A large and growing set of specifications describe processes operating on XML documents. Many applications will depend on the use of more than one of these specifications. Considering how implementations of these specifications might interact raises many issues related to interoperability. This specification contains requirements on an XML Processing Model and Language for the description of XML process interactions in order to address these issues. This specification is concerned with the conceptual model of XML process interactions, the language for the decription of these interactions, and the inputs and outputs of the overall process. This specification is not generally concerned with the implementations of actual XML processes participating in these interactions.

2 Design Principles

The design principles described in this document are guiding ideals for both the requirements and use cases as well as the future specifications produced to satisfy this document.

  1. Infoset Processing: Any XML document in this specification is operated on as an information set. Processes may consume or produce information sets to inspect, augment, extract, or produce new informations.

  2. Technology Neutral: Applications should be free to implement XML processing using appropriate technologies such as SAX, DOM, or other infoset representations.

3 Terminology

Do we want a terminology section where we introduce common terms that exist in current XML pipeline/processing languages?

4 Requirements

This list would be replaced with the longer version of the sections.

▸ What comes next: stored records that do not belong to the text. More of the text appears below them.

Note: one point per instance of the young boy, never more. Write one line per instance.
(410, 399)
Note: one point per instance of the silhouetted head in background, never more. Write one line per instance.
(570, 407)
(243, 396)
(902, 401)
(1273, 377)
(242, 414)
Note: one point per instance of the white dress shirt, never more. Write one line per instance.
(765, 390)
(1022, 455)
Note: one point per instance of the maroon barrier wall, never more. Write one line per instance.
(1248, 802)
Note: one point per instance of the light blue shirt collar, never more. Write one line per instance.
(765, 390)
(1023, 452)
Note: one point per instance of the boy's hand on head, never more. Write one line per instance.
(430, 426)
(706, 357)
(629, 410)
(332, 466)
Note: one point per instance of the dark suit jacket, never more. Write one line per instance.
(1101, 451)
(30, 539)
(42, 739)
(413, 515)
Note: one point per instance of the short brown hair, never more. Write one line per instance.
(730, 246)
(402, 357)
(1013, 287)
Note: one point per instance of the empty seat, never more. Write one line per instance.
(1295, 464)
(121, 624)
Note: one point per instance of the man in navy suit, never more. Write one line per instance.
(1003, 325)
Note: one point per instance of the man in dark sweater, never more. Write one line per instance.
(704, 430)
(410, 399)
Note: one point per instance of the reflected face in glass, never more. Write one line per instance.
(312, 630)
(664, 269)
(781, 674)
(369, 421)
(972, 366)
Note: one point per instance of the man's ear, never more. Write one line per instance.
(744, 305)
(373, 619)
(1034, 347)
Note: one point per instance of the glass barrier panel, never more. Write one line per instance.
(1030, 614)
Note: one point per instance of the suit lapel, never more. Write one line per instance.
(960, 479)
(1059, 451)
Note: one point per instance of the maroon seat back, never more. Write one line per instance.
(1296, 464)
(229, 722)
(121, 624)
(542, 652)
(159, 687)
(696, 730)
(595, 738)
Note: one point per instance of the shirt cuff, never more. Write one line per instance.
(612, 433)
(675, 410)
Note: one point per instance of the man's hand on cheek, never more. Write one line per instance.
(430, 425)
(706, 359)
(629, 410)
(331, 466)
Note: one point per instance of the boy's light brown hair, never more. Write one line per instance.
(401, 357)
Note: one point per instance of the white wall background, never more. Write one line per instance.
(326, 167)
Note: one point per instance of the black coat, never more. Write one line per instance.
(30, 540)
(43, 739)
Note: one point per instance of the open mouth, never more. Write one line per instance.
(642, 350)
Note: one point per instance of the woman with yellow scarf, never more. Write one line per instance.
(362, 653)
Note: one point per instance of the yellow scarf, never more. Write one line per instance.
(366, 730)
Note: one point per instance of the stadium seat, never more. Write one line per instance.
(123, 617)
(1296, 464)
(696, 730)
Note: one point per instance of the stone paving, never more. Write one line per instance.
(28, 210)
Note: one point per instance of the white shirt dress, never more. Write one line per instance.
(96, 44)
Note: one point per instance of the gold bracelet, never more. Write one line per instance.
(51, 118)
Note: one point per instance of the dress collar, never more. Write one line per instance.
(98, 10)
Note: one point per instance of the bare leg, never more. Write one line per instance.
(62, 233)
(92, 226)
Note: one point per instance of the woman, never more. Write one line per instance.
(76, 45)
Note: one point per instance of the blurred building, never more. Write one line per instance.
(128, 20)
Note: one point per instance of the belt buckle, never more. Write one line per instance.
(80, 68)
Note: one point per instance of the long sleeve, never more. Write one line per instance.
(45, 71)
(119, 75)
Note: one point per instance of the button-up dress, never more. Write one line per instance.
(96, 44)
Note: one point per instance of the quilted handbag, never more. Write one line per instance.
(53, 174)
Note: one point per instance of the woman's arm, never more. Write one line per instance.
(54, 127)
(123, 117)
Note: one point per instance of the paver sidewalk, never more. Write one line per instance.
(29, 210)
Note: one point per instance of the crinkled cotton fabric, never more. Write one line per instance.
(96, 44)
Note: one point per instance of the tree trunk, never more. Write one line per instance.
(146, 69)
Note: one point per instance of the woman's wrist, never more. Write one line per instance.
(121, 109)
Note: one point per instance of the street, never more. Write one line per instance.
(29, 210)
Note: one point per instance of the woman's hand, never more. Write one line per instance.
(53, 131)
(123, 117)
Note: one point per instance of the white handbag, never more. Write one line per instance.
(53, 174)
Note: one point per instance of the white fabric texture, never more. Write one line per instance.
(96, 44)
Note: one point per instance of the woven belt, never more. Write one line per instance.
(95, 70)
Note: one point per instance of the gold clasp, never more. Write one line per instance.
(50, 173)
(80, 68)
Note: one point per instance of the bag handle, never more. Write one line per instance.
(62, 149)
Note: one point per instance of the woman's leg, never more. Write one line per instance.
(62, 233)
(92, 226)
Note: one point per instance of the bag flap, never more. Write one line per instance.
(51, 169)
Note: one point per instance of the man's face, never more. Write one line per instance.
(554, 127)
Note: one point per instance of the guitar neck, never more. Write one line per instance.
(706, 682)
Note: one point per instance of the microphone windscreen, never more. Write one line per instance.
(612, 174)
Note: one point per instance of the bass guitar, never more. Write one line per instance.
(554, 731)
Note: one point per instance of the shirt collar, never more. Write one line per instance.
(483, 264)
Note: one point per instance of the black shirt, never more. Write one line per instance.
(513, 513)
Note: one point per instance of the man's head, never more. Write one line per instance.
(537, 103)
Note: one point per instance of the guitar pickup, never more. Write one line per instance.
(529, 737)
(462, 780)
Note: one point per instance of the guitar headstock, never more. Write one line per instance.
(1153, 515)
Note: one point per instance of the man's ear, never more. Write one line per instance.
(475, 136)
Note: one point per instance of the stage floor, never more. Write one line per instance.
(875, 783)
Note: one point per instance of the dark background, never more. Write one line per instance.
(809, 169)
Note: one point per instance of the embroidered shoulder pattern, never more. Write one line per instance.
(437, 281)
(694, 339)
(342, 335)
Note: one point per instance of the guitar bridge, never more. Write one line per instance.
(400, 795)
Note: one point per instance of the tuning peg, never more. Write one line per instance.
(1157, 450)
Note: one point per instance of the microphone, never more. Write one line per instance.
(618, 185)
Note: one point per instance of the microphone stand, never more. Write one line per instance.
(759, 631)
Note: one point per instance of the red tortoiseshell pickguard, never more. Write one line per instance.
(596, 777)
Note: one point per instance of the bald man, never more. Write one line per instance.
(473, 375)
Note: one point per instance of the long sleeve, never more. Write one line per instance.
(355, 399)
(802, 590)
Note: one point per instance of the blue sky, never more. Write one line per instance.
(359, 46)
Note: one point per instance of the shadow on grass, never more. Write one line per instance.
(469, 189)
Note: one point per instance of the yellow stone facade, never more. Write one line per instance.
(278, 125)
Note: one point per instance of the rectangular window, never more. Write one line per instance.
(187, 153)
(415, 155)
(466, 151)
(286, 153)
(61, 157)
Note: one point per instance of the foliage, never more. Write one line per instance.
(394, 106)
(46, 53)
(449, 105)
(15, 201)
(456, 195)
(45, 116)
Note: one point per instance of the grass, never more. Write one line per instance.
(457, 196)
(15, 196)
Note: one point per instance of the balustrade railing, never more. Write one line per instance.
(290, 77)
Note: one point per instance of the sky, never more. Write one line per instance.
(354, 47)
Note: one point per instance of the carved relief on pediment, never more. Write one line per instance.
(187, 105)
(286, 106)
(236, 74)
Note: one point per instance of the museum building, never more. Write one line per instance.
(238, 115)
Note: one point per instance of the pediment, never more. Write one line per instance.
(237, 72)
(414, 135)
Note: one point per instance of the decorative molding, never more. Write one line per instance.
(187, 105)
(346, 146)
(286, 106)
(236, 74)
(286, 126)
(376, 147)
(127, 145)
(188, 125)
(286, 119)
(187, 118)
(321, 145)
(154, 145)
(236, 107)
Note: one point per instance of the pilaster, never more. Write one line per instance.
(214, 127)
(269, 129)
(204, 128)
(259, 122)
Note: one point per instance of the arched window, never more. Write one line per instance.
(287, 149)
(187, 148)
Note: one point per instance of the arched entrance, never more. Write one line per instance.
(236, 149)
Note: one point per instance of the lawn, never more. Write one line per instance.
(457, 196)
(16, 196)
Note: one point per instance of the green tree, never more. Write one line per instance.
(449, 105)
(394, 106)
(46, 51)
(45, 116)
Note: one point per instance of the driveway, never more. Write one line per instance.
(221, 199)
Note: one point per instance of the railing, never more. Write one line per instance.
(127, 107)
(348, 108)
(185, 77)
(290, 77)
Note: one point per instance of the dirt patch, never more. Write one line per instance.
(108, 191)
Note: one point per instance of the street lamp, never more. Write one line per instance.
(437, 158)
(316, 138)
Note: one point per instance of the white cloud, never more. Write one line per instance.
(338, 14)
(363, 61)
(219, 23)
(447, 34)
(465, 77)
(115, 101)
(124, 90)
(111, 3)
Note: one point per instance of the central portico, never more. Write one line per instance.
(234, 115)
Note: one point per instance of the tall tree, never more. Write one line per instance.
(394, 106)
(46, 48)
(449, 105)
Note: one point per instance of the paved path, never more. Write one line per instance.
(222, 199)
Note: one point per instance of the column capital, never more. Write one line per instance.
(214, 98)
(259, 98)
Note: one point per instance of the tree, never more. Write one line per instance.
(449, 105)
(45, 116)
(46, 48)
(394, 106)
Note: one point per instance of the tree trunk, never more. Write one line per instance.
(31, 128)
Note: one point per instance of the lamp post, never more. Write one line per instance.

4.1 Address Practical Interoperability Concerns

We'd describe the requirement in more detail here...

Supporting use cases:

4.2 Small and Simple Language

We'd describe the requirement in more detail here...

Supporting use cases:

4.3 Allow Control Over Inputs, Outputs, and Parameters

We'd describe the requirement in more detail here...

Supporting use cases:

5 Use cases

This list would be replaced with the longer version of the sections.

5.1 Extracting MathML

Each use case would explain the inputs, outputs, and sequence of processing steps. A diagram would be nice too.

5.2 Style an XML Document in a Browser

Each use case would explain the inputs, outputs, and sequence of processing steps. A diagram would be nice too.

5.3 Apply a Sequence of Operations

Each use case would explain the inputs, outputs, and sequence of processing steps. A diagram would be nice too.